I’m only guessing here but I wonder if they are deliberately telling untruths to try to prevent me from gathering the evidence of their involvement in the entertainment industry. The Ministry of Defence messed me around for months before finally providing me with an incomplete database of films that their sub-contracted private company has assisted. They didn’t even admit that a lot of it is handled by a private company until I’d hassled them and appealed and argued every step of the way. So I’m going to persist with the Foreign Office, if only because I don’t like it when government departments tell me things that I know aren’t true.

I will say this – I phoned up the Information Commissioner’s Office to ask them if it is illegal to provide false information in support of refusing a FOIA request. I was told that it is not. The FCO can – deliberately or otherwise – say anything they like as their reason for not releasing information. I expressed my bewilderment at this to the nice young man from the Information Commissioner’s Office and went back to tell the FCO what I thought of their refusal to release the documents. I await their response.

Finally, the other day I read about a new movie called The Foreigner which had blown up a bus on Lambeth Bridge in London as part of their filming. This had, somewhat predictably, created a bit of stir because it was all a bit too fucking similar to what happened on 7/7. Indeed, if you watch the film it’s very similar, given how the explosion blows up the back of the top deck. Quite a few people have complained about this, mostly on social media, but I think their reaction is quite justified.

I read a story saying that the MOD, MI5 and MI6 had been told about this ahead of time, presumably so that they would know it wasn’t the real thing. So I put in FOIA requests for documents relating to permission to film this bus exploding in the middle of London without warning the public. I’ve asked Lambeth Council, Transport for London, the Home Office, the Metropolitan Police and the Ministry of Defence for documents, so we’ll see what comes back.
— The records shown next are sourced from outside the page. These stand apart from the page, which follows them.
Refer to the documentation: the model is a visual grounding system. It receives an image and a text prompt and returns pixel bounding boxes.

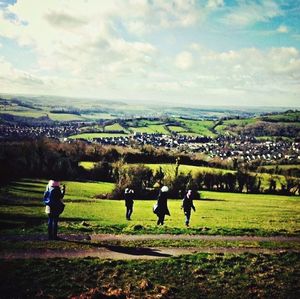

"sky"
[0,0,300,107]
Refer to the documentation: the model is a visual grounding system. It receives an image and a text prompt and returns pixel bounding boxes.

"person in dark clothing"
[155,186,171,225]
[124,188,134,220]
[44,180,66,240]
[181,190,196,226]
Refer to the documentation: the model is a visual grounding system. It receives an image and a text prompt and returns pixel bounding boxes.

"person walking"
[181,190,196,226]
[44,180,66,240]
[124,188,134,220]
[155,186,171,225]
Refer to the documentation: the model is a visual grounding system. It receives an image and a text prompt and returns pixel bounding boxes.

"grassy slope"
[177,118,216,137]
[68,133,128,139]
[105,123,126,132]
[128,124,170,135]
[1,180,300,235]
[0,253,300,299]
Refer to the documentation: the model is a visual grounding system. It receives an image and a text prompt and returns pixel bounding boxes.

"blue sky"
[0,0,300,107]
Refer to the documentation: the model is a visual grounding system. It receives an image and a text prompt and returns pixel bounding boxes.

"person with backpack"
[181,190,196,226]
[124,188,134,220]
[44,180,66,240]
[153,186,171,225]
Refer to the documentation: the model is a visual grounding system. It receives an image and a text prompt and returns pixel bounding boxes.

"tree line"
[0,139,300,198]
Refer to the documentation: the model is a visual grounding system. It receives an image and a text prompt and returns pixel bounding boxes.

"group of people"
[124,186,196,226]
[43,180,196,240]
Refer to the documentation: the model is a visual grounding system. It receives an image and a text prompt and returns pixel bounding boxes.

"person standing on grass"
[181,190,196,226]
[44,180,66,240]
[124,188,134,220]
[155,186,171,225]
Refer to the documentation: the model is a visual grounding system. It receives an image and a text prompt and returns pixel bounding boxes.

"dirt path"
[0,234,300,243]
[0,246,297,260]
[0,234,300,260]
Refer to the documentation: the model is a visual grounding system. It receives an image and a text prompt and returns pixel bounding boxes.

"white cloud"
[206,0,224,9]
[223,0,283,26]
[276,25,289,33]
[175,51,193,70]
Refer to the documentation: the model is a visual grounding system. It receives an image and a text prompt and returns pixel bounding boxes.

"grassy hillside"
[0,180,300,235]
[68,133,127,140]
[176,118,216,137]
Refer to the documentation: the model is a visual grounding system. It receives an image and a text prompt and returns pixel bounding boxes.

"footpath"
[0,234,300,260]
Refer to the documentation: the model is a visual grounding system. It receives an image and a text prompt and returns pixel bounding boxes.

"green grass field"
[79,161,292,190]
[0,252,300,299]
[215,118,257,135]
[0,180,300,235]
[68,133,128,140]
[104,123,126,132]
[128,124,170,135]
[259,164,300,170]
[176,118,216,137]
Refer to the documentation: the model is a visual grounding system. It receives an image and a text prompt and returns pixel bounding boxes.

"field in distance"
[0,179,300,235]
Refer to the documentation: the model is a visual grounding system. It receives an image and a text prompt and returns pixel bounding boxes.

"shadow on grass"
[104,245,172,257]
[200,198,225,201]
[0,213,86,230]
[10,186,43,197]
[18,179,47,188]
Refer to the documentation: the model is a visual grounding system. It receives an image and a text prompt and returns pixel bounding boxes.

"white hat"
[161,186,169,192]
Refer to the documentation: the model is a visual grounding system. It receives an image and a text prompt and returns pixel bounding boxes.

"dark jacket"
[44,187,65,215]
[182,194,196,212]
[124,192,134,207]
[156,192,171,216]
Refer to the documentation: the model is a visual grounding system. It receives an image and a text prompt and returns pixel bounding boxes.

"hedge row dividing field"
[0,179,300,235]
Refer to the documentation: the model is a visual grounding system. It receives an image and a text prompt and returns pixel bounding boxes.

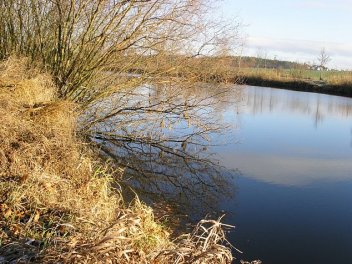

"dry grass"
[0,58,236,263]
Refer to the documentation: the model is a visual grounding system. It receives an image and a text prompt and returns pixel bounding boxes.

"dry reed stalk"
[0,60,236,263]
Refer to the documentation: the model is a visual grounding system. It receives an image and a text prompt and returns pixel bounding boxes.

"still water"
[213,86,352,264]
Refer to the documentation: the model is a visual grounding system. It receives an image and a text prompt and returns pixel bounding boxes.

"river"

One thing that made me laugh is that about half an hour after sending my request to the MOD I received a email back addressed to a Mr Whitehead asking about his request. They included a copy of his request and his details, obviously I’m not going to share that information but that’s pretty careless stuff. It’s not like my name is similar to his – I’m Tom Secker, he’s Mr Whitehead. I replied, copying in Mr Whitehead so that he would know of the mistake, saying:

Dear MOD,

I am not Mr Whitehead, and you’ve just violated his privacy (which I am informing him of by copying him into this email).

Get your act together.  Your FOIA office is a bloody disgrace.

Regards,
Tom Secker

So, my misadventures with the Freedom of Information Act continue to be fun and most of them continue to be quite productive. I do want to write a book on the CIA and the entertainment industry but that will be a lot of work that I have sketched out in my mind but which will take time. People have asked why, given all the stuff I have on the DOD, why I don’t write a book on them. The simple answer is that the CIA matters more to me, and I don’t mind giving the DOD stuff away for free. Doing so has helped highlight this topic and my contributions to this area of research and means that everyone has a mountain of evidence that this is going on. There’s no room for doubt any more, so I can now move on to the tougher question of the CIA, safe in the knowledge that I’ve made a unique contribution.